23『その名は魔王軍』
久留里はボーダー柄のキャミソールにゆるいパンツで頭にはキャップという、ギャルっぽい女子高生の夏休みというようなファッションだ。いつもモノトーン調ファッションな真希とくらべて色使いが派手で目がチカチカする。
久留里は食べ途中の弁当を覗き込んできた。
「真希ちゃんの手作りお弁当ですかぁ? なになに? ユッピーと真希ちゃんそういう関係?」
「面白い話はなにもないぞ。で、なんかニュースがあるんじゃないのか?」
「そうそう! それで来たんだった! もう大事件でね!」
久留里はスマホを取り出して、画面を俺と真希の方に向けた。
「わ〜い! 私が投稿した写真がめっちゃバズっちゃいましたー! フォロワーも爆増でーす!」
ああ……むっちゃどうでもいい……。
俺は君がいない間の回復係をどうしようかと頭を悩ませてるっていうのに……ん?
久留里が見せてきたバズってるらしい写真は……西新宿ギルドメンバーの写真だった。
中央の久留里が一歩前に出ていて、左右には五郎と真希、俺は久留里の後ろに立っている。
「この前、外苑前ダンジョンを出たあとすぐに撮ったやつ! ひとりひとりの写真も上げてるよー!」
「おいおい、一応みんなの許可撮ってからアップしてくれよ……まあ、別にいいけどさ」
「ユッピーが作ってくれた装備がヤバすぎって盛り上がってるんだよー! ほら見て見て!」
久留里が俺の横にきて身体を押し付けてくる。
俺は一緒に画像へのコメントを読んでみた。
@neko_love2007:『え、くるりんの服ガチで悪魔すぎなんだけど!?』
@ramen_boys:『黒髪のお姉さんの弓、めっちゃ怖えぇぇぇ!』
@minmin2525:『魔界からやってきた人たちだ』
なるほど。ハズレ穴で作った装備がうけたのか。
どこにも同じのは存在しないし、かなり禍々しくて呪われた装備っぽいからインパクトはあるもんな。

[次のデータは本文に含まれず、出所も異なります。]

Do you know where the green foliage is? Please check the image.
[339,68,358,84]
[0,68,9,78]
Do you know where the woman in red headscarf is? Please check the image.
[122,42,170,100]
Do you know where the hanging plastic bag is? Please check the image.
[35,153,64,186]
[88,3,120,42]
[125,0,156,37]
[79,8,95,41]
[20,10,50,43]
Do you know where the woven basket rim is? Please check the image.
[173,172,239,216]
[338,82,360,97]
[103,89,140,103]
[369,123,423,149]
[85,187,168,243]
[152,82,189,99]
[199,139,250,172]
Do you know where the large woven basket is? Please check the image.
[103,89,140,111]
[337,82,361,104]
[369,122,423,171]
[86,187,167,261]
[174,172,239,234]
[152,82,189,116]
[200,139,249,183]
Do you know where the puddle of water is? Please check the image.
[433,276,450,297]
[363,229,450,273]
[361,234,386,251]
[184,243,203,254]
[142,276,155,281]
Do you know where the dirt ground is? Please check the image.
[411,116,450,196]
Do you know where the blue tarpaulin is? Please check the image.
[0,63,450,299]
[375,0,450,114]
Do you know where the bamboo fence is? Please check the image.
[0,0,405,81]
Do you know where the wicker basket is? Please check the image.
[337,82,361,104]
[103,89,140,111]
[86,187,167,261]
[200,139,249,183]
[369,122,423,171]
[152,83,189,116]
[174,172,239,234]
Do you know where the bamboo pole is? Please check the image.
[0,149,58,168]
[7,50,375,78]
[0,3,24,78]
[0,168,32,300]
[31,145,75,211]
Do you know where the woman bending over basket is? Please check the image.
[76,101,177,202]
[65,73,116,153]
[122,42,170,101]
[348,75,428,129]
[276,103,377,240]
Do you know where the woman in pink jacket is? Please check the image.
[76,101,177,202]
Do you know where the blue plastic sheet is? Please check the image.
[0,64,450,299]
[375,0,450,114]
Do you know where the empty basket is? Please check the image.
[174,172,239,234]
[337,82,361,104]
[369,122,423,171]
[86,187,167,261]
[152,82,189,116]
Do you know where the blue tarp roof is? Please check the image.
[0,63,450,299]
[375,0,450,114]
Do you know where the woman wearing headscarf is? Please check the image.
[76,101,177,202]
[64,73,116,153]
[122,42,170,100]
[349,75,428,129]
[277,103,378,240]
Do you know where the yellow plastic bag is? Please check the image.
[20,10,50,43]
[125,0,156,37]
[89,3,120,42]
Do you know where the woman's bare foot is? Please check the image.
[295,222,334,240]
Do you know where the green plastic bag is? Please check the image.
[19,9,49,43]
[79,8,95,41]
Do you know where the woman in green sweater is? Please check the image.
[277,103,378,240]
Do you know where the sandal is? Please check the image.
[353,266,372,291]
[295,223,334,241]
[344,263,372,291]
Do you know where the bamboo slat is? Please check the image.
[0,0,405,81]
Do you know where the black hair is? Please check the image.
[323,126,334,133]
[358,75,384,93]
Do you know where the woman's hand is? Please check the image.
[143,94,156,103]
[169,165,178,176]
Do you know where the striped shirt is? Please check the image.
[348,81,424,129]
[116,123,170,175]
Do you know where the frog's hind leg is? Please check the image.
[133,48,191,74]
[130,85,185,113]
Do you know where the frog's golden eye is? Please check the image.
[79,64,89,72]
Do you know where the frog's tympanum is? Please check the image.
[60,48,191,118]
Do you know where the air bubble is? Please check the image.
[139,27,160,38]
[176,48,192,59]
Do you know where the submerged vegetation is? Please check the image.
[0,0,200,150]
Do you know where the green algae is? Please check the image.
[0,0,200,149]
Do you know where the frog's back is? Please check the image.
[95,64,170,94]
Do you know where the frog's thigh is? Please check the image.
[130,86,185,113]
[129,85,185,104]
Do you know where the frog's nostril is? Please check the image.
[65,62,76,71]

「ネットではねえ、西新宿ギルドのこと“魔王軍”って呼ばれはじめてるよ。みんな黒っぽくてちょっと怖い感じだし。ケルベロスのローブを着たユッピーが魔王様って言われてるのめっちゃウケる」
「魔王軍……魔王様……か」
そうなのか……こっちでもそうなるのか。
魔王専用スキルを持っているのだから魔王っぽくなるんだろうなとは思っていたが、しかしこういう形で魔王様と呼ばれることになるのは想定外だった。
「あ〜せっかく注目されてるのに……土日か平日ほんのちょっとしかダンジョンに行けなくなるのが悔しすぎる! うううう、いまがチャンスなのに!」
こればっかりはもうどうしようもなかった。
まあ回復魔法が使える探窟家はどこも人材不足っぽいし、うちは久留里がいるだけマシなのかもしれない。
彼女のおかげでクズ魔石を換金したりハズレ穴で装備を作れたんだしな。
そして九月になった事務所では俺と五郎と真希が、授業が終わった久留里が来るのを待っていた。
今日は全員が揃い次第、今後の運営方針を決める予定だ。
午後3時過ぎ、久留里がやってきた。
夏服ブレザー姿の久留里は、みんなの前まで歩いてくると両手でピースをした。